The Correct Option is B

Step 1: Identify the given parameters.
Heat supplied to the engine, \( Q_H = 250 \, \text{kJ/s} \).
Temperature at which heat is supplied, \( T_H = 227^\circ\text{C} = 227 + 273 = 500 \, \text{K} \).
Temperature at which heat is rejected, \( T_C = 27^\circ\text{C} = 27 + 273 = 300 \, \text{K} \).
The cycle is reversible, which implies it is a Carnot cycle operating between these two temperatures.
Step 2: Recall the efficiency of a reversible (Carnot) heat engine.
The efficiency \( \eta \) of a Carnot heat engine is given by: \[ \eta = 1 - \frac{T_C}{T_H} = \frac{W_{net}}{Q_H}, \] where \( W_{net} \) is the net work done by the engine. Step 3: Calculate the efficiency of the Carnot cycle.
Using the given temperatures: \[ \eta = 1 - \frac{300 \, \text{K}}{500 \, \text{K}} = 1 - 0.6 = 0.4. \] So, the efficiency of the reversible heat engine is 40%. Step 4: Relate the heat rejected \( Q_C \) to the heat supplied \( Q_H \) and the net work done \( W_{net} \).
From the first law of thermodynamics for a cycle: \[ Q_H - Q_C = W_{net}. \] Also, we know that \( \eta = \frac{W_{net}}{Q_H} \), so \( W_{net} = \eta Q_H \).
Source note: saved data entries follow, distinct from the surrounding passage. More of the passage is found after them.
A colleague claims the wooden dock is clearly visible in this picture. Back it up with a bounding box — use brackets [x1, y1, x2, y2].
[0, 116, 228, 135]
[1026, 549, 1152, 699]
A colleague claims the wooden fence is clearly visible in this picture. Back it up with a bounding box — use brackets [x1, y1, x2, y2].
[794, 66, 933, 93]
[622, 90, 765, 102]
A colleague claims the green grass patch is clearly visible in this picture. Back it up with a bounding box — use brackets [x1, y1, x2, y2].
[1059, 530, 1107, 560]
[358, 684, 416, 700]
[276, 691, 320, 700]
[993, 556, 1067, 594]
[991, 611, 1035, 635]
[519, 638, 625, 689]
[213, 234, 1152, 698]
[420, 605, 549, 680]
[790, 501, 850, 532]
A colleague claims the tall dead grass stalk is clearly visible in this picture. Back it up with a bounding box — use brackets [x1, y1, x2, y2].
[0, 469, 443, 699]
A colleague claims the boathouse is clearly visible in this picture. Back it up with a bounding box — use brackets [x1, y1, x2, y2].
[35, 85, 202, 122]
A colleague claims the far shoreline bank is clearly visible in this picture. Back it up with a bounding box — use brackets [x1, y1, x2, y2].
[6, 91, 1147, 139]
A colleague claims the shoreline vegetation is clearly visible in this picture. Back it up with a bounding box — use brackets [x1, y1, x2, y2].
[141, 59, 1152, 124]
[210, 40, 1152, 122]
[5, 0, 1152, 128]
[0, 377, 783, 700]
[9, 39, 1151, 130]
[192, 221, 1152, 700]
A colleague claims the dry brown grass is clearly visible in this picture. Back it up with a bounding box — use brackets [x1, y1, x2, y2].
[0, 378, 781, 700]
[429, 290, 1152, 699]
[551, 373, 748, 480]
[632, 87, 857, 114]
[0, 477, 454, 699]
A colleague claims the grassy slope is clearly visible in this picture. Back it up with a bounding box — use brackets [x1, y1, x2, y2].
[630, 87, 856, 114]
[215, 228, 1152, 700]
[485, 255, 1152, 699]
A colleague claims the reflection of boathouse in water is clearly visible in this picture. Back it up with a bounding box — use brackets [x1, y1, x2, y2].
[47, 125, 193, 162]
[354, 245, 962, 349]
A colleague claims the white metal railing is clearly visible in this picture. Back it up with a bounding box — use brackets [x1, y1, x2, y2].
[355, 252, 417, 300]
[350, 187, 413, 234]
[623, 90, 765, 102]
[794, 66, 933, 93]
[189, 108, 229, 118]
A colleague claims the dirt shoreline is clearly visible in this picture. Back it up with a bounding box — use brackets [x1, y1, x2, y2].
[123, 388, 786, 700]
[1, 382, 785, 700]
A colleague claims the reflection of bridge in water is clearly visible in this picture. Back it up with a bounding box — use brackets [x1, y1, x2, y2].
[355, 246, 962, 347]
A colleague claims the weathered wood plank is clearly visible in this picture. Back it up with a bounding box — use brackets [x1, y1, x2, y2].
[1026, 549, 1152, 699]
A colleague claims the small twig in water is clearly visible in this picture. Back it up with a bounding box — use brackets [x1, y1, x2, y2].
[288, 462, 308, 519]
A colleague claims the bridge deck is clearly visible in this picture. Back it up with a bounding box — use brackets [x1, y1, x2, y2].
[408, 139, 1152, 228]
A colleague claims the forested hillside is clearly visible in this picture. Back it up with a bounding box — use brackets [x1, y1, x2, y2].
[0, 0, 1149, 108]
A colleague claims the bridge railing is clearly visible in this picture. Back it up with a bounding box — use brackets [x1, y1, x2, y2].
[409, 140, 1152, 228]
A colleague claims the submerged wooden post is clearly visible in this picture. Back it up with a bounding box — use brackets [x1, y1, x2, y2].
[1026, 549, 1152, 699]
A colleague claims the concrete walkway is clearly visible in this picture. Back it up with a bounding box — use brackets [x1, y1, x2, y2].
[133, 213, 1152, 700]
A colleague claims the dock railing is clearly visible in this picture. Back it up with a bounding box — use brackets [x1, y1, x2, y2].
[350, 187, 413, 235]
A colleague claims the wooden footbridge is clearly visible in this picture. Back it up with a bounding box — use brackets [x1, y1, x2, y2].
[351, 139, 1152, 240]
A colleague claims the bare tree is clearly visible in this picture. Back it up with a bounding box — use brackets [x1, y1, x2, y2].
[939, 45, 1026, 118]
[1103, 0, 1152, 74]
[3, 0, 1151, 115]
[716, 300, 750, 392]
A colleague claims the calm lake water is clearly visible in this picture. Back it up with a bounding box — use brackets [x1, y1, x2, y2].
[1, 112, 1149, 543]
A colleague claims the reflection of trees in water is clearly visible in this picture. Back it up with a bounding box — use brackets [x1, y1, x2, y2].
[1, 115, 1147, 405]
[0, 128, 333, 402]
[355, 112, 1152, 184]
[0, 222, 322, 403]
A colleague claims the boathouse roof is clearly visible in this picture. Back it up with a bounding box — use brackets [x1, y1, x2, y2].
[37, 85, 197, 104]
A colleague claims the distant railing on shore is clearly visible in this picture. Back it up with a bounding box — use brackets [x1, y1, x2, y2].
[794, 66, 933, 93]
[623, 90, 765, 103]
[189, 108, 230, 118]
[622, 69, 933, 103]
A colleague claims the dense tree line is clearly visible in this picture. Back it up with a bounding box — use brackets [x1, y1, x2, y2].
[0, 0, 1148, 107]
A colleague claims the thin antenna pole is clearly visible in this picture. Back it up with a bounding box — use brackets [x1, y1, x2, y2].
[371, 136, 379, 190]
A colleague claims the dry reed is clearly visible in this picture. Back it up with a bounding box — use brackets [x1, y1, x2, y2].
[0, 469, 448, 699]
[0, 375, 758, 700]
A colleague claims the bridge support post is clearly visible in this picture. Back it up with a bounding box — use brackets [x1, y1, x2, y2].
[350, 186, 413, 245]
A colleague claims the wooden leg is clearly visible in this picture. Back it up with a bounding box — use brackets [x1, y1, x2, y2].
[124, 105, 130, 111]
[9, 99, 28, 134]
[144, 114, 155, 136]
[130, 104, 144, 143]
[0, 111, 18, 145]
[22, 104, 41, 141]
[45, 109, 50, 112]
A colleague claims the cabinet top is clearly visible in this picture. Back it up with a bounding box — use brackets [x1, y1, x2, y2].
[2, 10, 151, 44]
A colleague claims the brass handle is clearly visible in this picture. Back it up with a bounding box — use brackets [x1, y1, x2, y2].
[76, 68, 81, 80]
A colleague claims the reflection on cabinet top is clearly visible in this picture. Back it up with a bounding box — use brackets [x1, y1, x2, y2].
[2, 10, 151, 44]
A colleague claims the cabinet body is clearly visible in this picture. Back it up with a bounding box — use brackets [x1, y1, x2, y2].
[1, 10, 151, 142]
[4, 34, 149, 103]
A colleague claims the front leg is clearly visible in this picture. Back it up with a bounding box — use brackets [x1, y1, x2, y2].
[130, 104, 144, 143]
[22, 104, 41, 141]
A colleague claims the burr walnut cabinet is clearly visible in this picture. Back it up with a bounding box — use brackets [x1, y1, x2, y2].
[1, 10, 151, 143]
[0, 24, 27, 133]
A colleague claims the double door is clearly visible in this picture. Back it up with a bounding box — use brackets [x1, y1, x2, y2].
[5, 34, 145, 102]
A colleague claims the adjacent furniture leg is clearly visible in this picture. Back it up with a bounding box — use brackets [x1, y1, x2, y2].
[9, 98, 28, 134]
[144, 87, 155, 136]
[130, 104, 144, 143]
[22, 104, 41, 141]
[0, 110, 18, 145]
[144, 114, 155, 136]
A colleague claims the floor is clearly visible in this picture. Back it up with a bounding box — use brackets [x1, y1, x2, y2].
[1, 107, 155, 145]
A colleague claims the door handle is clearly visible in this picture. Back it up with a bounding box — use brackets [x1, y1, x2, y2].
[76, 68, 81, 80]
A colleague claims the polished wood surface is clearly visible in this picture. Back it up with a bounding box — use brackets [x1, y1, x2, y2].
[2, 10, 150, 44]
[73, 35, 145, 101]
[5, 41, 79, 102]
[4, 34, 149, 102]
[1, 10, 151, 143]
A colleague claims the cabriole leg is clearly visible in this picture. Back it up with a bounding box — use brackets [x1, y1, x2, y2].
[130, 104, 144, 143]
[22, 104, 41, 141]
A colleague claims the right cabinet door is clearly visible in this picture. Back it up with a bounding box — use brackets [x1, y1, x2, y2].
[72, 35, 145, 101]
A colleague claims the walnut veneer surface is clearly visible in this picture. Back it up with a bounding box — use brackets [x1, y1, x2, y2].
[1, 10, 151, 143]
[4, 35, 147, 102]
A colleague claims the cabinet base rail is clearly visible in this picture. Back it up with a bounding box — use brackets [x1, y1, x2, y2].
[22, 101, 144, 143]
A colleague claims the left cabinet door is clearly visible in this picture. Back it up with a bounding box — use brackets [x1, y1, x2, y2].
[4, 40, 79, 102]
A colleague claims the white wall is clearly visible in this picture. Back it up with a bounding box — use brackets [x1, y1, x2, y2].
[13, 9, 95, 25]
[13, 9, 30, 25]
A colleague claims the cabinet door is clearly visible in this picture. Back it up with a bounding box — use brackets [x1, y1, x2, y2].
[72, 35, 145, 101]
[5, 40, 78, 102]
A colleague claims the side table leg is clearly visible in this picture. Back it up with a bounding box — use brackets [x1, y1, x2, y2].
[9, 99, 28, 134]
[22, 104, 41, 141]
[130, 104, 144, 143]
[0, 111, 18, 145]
Step 5: Calculate the net work done by the engine.
\[ W_{net} = \eta Q_H = 0.4 \times 250 \, \text{kJ/s} = 100 \, \text{kJ/s}. \] Step 6: Calculate the amount of heat rejected \( Q_C \).
Using the first law of thermodynamics: \[ Q_C = Q_H - W_{net} = 250 \, \text{kJ/s} - 100 \, \text{kJ/s} = 150 \, \text{kJ/s}. \] Alternatively, for a reversible heat engine, the ratio of heat transferred is proportional to the ratio of absolute temperatures: \[ \frac{Q_C}{Q_H} = \frac{T_C}{T_H}. \] \[ Q_C = Q_H \times \frac{T_C}{T_H} = 250 \, \text{kJ/s} \times \frac{300 \, \text{K}}{500 \, \text{K}} = 250 \times 0.6 = 150 \, \text{kJ/s}. \] Step 7: Select the correct answer.
The amount of heat rejected is 150 kJ/s, which corresponds to option 2.